La publication suppose la reproduction et la diffusion de l’image.

La publication peut se faire sur tout support et par tout moyen, dans un livre, dans la presse, dans un film, à la télévision, ou encore dans un jeu vidéo (il y a même des affaires concernant des «épinglettes», des santons ou encore des poupées vaudous).

UNE PERSONNE IDENTIFIABLE

Une personne est fondée à agir en justice si et seulement si, elle est identifiable sur la photographie publiée.

Lorsque le visage de la personne est visible, l’identification ne fait aucun doute.

Mais l’identification peut également résulter de la reproduction d’une partie du corps la rendant reconnaissable par un détail particulier tel un tatouage.

De la même manière, si la personne n’est pas en soi reconnaissable sur la photo, mais que son identité est précisée, l’atteinte au droit à l’image peut être constituée.

En revanche, si la personne n’est pas identifiable sur la photographie, elle ne peut agir sur le fondement du droit à l’image. Tel sera le cas quand la personne est cachée, perdue dans la foule ou encore que l’image est floutée. Ce sera également le cas quand la personne devient plus difficilement reconnaissable avec le temps.

UNE AUTORISATION PRÉALABLE

Toute publication de l’image d’une personne suppose, en principe, une autorisation préalable de la part de l’intéressé ou de son représentant légal.

Une autorisation expresse et spéciale

Cette autorisation doit être expresse et spéciale.
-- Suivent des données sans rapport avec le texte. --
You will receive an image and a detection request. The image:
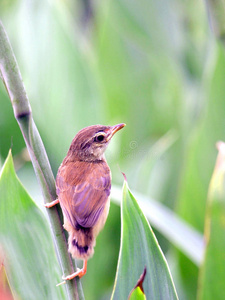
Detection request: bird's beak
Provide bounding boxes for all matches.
[107,123,126,141]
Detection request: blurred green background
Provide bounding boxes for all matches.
[0,0,225,299]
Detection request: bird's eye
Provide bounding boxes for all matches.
[95,134,105,142]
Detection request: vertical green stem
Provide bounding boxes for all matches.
[0,21,84,300]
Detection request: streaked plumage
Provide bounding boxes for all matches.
[45,124,125,283]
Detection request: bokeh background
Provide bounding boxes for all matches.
[0,0,225,299]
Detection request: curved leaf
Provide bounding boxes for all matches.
[0,152,66,300]
[112,181,178,299]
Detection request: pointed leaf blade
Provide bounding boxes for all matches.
[0,153,66,299]
[112,181,178,299]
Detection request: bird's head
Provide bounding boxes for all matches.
[67,123,125,161]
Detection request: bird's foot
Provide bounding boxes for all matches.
[44,199,59,208]
[56,260,87,286]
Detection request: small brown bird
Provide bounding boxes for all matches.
[45,123,125,283]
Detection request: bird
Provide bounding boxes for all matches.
[45,123,126,285]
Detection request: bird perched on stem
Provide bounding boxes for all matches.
[45,123,125,284]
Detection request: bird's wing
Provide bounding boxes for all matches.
[56,161,111,228]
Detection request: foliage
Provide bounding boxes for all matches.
[0,0,225,300]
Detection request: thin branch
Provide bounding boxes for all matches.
[0,21,84,300]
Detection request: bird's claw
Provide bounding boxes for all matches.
[62,268,81,281]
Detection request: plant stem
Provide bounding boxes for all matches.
[0,21,84,300]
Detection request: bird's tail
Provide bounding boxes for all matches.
[66,225,95,259]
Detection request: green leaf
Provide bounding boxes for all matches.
[112,181,178,299]
[128,268,146,300]
[198,142,225,300]
[111,185,204,266]
[0,152,66,300]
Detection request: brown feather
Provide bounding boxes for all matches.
[56,160,111,259]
La difficulté principale de la mise en œuvre du droit à l’image provient de la détermination de la portée de l’autorisation donnée par la personne photographiée, ainsi que la détermination des personnes habilitées à accorder cette autorisation, s’agissant de l’image de mineurs ou d’incapables majeurs.
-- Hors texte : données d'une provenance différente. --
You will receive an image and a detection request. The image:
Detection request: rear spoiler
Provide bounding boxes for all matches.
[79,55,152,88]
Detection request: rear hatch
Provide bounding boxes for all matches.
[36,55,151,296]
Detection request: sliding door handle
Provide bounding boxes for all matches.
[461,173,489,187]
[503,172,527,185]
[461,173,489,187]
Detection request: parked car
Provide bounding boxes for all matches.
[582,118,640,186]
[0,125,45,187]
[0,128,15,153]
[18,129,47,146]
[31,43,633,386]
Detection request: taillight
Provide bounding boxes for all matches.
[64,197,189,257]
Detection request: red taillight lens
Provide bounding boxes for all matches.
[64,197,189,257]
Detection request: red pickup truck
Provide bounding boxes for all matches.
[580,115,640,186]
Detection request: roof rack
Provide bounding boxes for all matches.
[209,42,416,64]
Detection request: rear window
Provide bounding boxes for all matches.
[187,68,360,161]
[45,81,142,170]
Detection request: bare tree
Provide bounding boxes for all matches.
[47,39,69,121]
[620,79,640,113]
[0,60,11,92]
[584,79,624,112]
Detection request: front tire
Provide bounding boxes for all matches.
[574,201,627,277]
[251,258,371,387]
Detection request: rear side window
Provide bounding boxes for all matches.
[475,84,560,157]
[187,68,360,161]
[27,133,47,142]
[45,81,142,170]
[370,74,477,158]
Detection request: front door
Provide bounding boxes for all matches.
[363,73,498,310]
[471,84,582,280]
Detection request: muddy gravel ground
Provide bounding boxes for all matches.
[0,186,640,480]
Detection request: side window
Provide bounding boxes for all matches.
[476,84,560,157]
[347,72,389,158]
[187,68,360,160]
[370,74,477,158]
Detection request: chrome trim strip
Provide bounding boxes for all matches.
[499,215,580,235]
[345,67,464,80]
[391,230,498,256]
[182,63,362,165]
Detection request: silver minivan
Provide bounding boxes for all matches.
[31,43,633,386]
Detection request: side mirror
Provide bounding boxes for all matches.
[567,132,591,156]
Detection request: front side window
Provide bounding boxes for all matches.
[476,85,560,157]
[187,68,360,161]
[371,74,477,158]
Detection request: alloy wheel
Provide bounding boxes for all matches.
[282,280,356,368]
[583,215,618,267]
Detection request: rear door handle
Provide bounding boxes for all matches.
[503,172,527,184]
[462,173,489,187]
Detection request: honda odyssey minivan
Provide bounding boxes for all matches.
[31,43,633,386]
L’autorisation donnée par la personne pour la reproduction de son image s’apprécie strictement.

L’autorisation doit préciser, avec soin, l’objet de l’autorisation en distinguant, le cas échéant, la prise de vue et sa diffusion, sur différents supports et à des fins spécifiques.
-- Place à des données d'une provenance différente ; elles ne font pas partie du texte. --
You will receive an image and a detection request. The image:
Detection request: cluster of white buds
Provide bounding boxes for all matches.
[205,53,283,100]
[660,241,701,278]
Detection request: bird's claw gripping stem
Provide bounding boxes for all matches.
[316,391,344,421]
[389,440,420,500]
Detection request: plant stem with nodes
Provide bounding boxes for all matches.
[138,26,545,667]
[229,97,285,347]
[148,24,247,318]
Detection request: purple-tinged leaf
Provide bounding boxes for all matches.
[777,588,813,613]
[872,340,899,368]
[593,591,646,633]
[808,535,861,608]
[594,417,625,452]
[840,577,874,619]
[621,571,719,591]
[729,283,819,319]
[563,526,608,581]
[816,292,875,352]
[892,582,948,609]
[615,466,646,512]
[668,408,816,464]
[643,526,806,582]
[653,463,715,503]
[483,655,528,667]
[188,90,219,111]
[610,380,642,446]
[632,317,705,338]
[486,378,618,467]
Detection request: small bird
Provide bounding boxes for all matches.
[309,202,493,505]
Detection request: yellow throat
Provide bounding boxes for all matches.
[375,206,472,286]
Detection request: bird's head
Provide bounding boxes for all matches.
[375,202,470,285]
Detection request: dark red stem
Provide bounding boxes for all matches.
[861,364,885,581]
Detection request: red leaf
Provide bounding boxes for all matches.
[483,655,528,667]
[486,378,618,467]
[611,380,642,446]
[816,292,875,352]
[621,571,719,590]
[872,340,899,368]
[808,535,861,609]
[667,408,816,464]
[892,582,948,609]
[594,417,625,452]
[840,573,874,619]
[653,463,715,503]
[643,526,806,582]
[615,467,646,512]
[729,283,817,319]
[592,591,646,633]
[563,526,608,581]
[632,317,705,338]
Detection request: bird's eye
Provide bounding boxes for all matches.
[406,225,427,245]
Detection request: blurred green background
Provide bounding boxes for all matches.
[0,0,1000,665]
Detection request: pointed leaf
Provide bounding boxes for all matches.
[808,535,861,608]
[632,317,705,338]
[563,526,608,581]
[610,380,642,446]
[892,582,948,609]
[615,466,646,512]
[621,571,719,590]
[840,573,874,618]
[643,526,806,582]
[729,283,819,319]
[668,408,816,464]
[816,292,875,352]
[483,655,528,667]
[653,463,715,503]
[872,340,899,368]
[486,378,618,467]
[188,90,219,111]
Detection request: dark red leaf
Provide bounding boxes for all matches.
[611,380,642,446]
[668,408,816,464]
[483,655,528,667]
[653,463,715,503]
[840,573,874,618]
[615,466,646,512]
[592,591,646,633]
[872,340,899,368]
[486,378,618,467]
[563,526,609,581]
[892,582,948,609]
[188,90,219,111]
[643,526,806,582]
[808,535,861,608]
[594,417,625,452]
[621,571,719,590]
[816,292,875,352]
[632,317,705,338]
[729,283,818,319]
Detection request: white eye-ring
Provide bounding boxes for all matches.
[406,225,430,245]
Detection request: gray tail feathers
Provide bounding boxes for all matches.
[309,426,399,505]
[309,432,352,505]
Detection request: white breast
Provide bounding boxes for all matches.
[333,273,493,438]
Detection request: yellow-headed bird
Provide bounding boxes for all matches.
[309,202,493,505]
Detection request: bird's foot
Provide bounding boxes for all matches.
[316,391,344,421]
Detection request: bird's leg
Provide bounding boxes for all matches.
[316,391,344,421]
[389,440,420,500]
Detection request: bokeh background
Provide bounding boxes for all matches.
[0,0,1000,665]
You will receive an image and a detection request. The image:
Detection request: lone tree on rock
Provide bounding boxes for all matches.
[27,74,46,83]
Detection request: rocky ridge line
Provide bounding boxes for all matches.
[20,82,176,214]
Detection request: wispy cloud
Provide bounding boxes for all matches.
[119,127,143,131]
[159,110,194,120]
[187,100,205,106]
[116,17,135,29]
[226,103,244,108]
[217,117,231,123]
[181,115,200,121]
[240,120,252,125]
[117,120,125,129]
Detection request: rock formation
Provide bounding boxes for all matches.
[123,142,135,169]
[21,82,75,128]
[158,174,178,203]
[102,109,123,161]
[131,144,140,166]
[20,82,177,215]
A noter qu’il n’est pas possible de se rétracter d’une autorisation qui a été donnée par écrit, car une autorisation écrite vaut contrat et elle engage les deux parties.

En revanche, dès que les autorisations ne sont pas respectées par le bénéficiaire, il est possible d’en demander la résiliation.

En cas d’abus, il n’est pas toujours possible de se rétracter, mais il est toujours possible de demander la cessation des abus, ainsi que des dommages et intérêts.

S’il n’y a aucun délai prévu dans l’autorisation donnée, il est possible de dénoncer celle-ci par lettre RAR à compter de la date de la réception de celle-ci.

La charge de la preuve pèse sur la personne qui se prévaut de l’autorisation, c’est-à-dire, le plus souvent, l’auteur de la publication.

L’accord donné pour la publication de la photographie ne vaut pas pour sa re-divulgation.

En effet, comme pour le droit à la vie privée, le consentement à la divulgation de clichés ne signifie pas renonciation au droit de s’opposer à toute divulgation ultérieure.

Une autorisation tacite

Des décisions récentes de la Cour de cassation ont admis que le consentement pouvait être tacite, à la condition qu’il soit dépourvu d’ambigüité.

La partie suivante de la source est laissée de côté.